I breathe a sigh of relief and shake my head to push away the nerves that nibble on my good sense. "I agree with you," I tell Ivy. "Lucky doesn't sound right. Is fortunate too close? Or maybe we could go for pleasant? Or okay? Or-"

"Sarcasm?" Ivy guesses with a bitter kind of laugh. Her teeth, I notice, are the same strange green-white as her head. I hope for her health's sake they're Capitol alterations and not a natural decline of her physical state. Maybe she survived her Games by eating nothing but peas and they've changed her appearance forever.

I shrug. "I honestly don't know."

"Well pull up a chair," Hannibal says, gesturing to an empty seat beside him. I sink into it without a word of protest and he flashes me a faint smile. "Where's the boy?"

"I think he went to-"

Talon clears his throat from where he stands in the doorway, Kazia beaming behind him. His cheeks are wet and there are smudges of the green Kazia wears on her cheeks colouring his forehead. "I'm here," he mumbles. "Hope I didn't miss anything."

Ivy's brows shot up into her hairline, but Hannibal spoke before she could ask the question on her mind. "Nothing much." He shook his head. "Sit. We can still catch a few of the Reaping ceremonies, get a feel for your competitors."

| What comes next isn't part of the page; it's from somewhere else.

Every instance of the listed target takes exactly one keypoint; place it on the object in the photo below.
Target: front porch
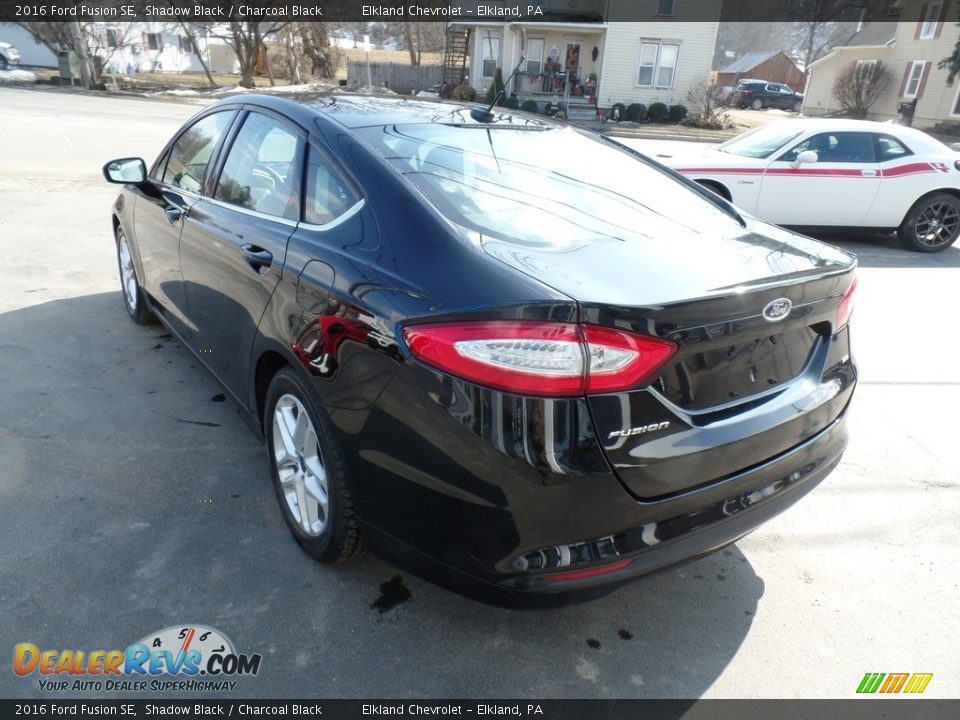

"What's the point?" Talon sighs and takes his seat. For a boy of twelve, he does a good impression of an aged old soul with his shoulders slumped and a permanent frown twisting down the corners of his mouth. "Not like we stand a chance."

"Don't count us out so soon, kid," I say and flash him by goofiest smile. "Never know, could be an arena full of cattle with the only solution milking our way out. Then we'd win, no doubt about it."

Hannibal and Kazia laugh – though I wasn't joking for their benefit, it's nice to hear a little appreciation – but Talon just stares blankly right at me. His eyes are glassy and I can't help but think he's going to cry. "That's not funny," he says, his voice thick with emotion. Talon kicks at one of the table-legs. "Won't happen anyway."

Ivy surprises me by nudging him with her foot. "Don't count it out, kid, nothing is too extreme for our beloved Games."

By the time we're all settled, the only Reaping we watch together is District 2's, since none of us can sit still long enough to wait for another. When the catch-up rolls around, I'm sure the mentors will force us to watch and see who else we'll be facing.

The Career district holds up to its reputation with two volunteers, though theirs don't look like they made the sporadic sacrifice I did – the two of them are lethal as they ascend the stage. Both are good looking blondes with bright eyes and brighter smiles as the crowd cheers for them.

Three of twenty-three names I know now – Talon, Magnus, and Silver. I vow to learn the rest before we're pitted against each other in a few days' time. Maybe if I remember their names, someone will remember mine and this won't all have been such a stupid whim.

And maybe the arena will be full of cows.